I was married to a good man for 18 years, and we have three extraordinary children. Unfortunately, we had differences that we couldn't work out and divorced in April of 2008. He remains my good friend and is an excellent father to our children.
Only a few months after our divorce, I met a man who I thought was wonderful, and I quickly fell head over heels for him. An Air Marshal and Army Reservist, he had never married and had no kids. He seemed to love my kids, and when we married six months after we met, it felt natural and right.
But soon after we married, things didn't feel so natural and right. His facade began to crack, and lies started to show through. Such as the fact that he had told me and my children that he had a college degree in Criminal Law, but in reality he had never finished college.
When the verbal abuse started, I was not only horrified, but ashamed and embarrassed. It became apparent that I had made a terrible mistake, and yet I remained in a state of denial for several months as the wonderful man I thought I'd married simply faded away and I no longer recognized my husband through all of the degrading name calling and emotional manipulation. I cried nearly every day of the ten months we were married.
One night in February I called the police to remove him from my home because I was so completely terrified that he would physically hurt me or worse. When the police officers encouraged me to file an Order of Protection against him, that was the first time I'd heard those words.

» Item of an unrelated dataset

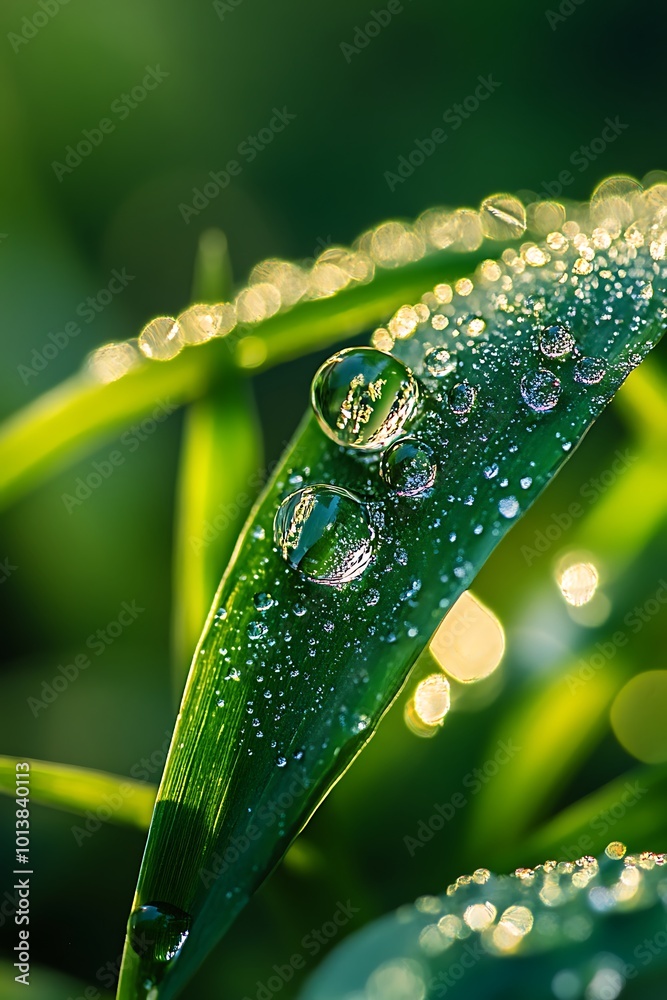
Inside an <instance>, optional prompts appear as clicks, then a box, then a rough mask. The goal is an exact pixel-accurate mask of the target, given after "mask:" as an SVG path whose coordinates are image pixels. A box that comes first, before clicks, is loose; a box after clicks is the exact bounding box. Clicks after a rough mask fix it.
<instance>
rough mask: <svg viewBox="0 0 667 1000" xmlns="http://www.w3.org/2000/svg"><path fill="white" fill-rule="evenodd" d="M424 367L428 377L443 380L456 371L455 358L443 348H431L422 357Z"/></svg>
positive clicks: (455, 358)
mask: <svg viewBox="0 0 667 1000" xmlns="http://www.w3.org/2000/svg"><path fill="white" fill-rule="evenodd" d="M424 365H425V367H426V371H427V372H428V374H429V375H433V377H434V378H444V377H445V375H451V373H452V372H453V371H454V370H455V369H456V358H453V357H452V355H451V354H450V353H449V351H448V350H447V349H446V348H444V347H432V348H431V349H430V350H429V351H427V352H426V354H425V355H424Z"/></svg>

I soon discovered that filing an Order of Protection against my husband was one of the hardest things I've ever done. It was devastating to think that I had to go to that extreme measure to keep myself safe. Especially when I was trying to keep myself safe from the one person who I thought had my best interests at heart. Someone I trusted and opened my entire life to. Someone I believed in. To have to cope with the fact that my husband never really loved me at the same time when I was also dealing with having to file an Order of Protection against him was beyond devastating. It was also an extremely lonely place to be. Sadly, I discovered that for much of the time we were together, he was having an affair with a married woman (who actually provided me with written documentation of their affair). The combination of the abuse and the betrayal have been horrendous to deal with.
I am speaking out and sharing my story with the hopes that I can reach other women who may be hiding in the shadows with their own stories of abuse. The only way to eradicate domestic violence is to lean on each other, stand up, speak out and educate. The main thrust of my message is: you are not to blame and you are not alone.